We teach our ELA kids good “active reading” techniques, like asking questions and making comments as they read, things that good readers do automatically. The more compelling the text, the better the questions and comments and make kids want to read on and care about literature and discuss the issues in the novels we read, which helps put teacher and student on the same team.
Touzel Hansuvadha
June 26, 2010 - 9:48 pm -@Anne
>>”I’ve been having that same issue with the IMP curriculum in my classroom. Is it project based? yep. Do we have a big central problem we’re trying to solve? sure. Do the students care/ Are they invested? Not really.”
@Alex
>>”Kids are pretty smart, they can sense the genuine relevance versus the fabricated one (really, when are you going to hide in an orchard and need to know the radius of the trees that blocks the line of sight???)”

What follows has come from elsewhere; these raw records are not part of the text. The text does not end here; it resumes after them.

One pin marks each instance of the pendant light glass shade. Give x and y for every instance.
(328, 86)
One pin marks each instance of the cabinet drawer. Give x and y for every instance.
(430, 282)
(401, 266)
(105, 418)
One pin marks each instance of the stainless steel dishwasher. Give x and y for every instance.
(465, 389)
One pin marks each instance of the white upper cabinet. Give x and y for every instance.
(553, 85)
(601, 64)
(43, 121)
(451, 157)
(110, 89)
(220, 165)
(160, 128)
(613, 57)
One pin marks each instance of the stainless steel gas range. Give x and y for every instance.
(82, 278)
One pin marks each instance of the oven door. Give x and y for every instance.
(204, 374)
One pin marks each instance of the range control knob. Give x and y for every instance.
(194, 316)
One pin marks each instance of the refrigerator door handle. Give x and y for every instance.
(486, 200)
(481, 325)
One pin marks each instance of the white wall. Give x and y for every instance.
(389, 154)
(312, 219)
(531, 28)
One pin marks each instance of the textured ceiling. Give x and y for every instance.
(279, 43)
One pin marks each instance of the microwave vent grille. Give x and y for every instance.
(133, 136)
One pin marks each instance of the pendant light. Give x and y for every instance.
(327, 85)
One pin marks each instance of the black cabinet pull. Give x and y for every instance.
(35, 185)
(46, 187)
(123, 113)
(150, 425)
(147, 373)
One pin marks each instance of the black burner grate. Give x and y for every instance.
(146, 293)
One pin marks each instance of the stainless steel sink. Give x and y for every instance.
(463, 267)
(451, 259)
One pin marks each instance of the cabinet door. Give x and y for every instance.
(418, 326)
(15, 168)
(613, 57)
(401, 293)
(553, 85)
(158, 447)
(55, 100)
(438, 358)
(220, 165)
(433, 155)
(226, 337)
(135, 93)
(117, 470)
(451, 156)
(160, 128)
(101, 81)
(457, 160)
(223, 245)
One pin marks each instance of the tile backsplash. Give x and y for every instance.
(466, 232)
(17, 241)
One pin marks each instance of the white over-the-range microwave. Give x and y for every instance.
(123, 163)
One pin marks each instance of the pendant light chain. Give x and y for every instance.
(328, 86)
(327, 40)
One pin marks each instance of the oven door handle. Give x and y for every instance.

Can you explain how the Orchard Hideout problem and other problem-based curricula (I’m only familiar with IMP) are different than Dan’s dental floss problem? Both are miles better than traditional problems. Both allow kids to guess intuitively (I’m thinking especially of IMP units like Pit and the Pendulum and The Game of Pig).
I suppose it differs according to Dan’s second criterion (“the student doesn’t need the teacher to verify the answer”), but by how much? When Dan teaches that lesson, he’s not just going to sit back at his desk and wait for the kids to verify the answer. He’s going to ask questions, prod for explanations, ask for generalizations, and scaffold for students that need help (without lowering the cognitive demand). The same happens in IMP. Both are student-centered. Both offer rich problems, with multiple-entry points.
I agree with Anne in that the IMP curriculum is amazing. I also agree with you in that it’s not directly relevant to their
everyday lives. But does it need to be? I think there’s as much rich math that is completely irrelevant to their daily lives (like the orchard hideout problem) as their is contrived math that *tries* to be relevant.
Mimi
July 6, 2010 - 8:04 am -By the way, a cute picture for the WCYDWT category: http://wildammo.com/wp-content/uploads/2010/04/4349098831_aa94049cf5_b-675×450.jpg
From http://wildammo.com/2010/04/06/what-stormtroopers-do-on-their-day-off-part-2/ .
MWZ
August 5, 2010 - 4:17 pm -I have been teaching IMP for 5 years and I like how Mike Schmocker describes this type of curriclulum…”The Crayola Curriculum.” It dumbs down some concepts and teaches other concepts that are beyond the students’ training. It wastes valuable class time with projects and POWs that are not relevant to the the unit that it’s in. Traditional math also is lame. There must be something that balances the rigors of the traditional approach with the ideas of that students need to be engaged.
Alex
September 5, 2010 - 7:53 pm -@ Touzel – the difference, as I see it, is that kids will NEVER hideout in an orchard waiting to see how long until it becomes a true hideout.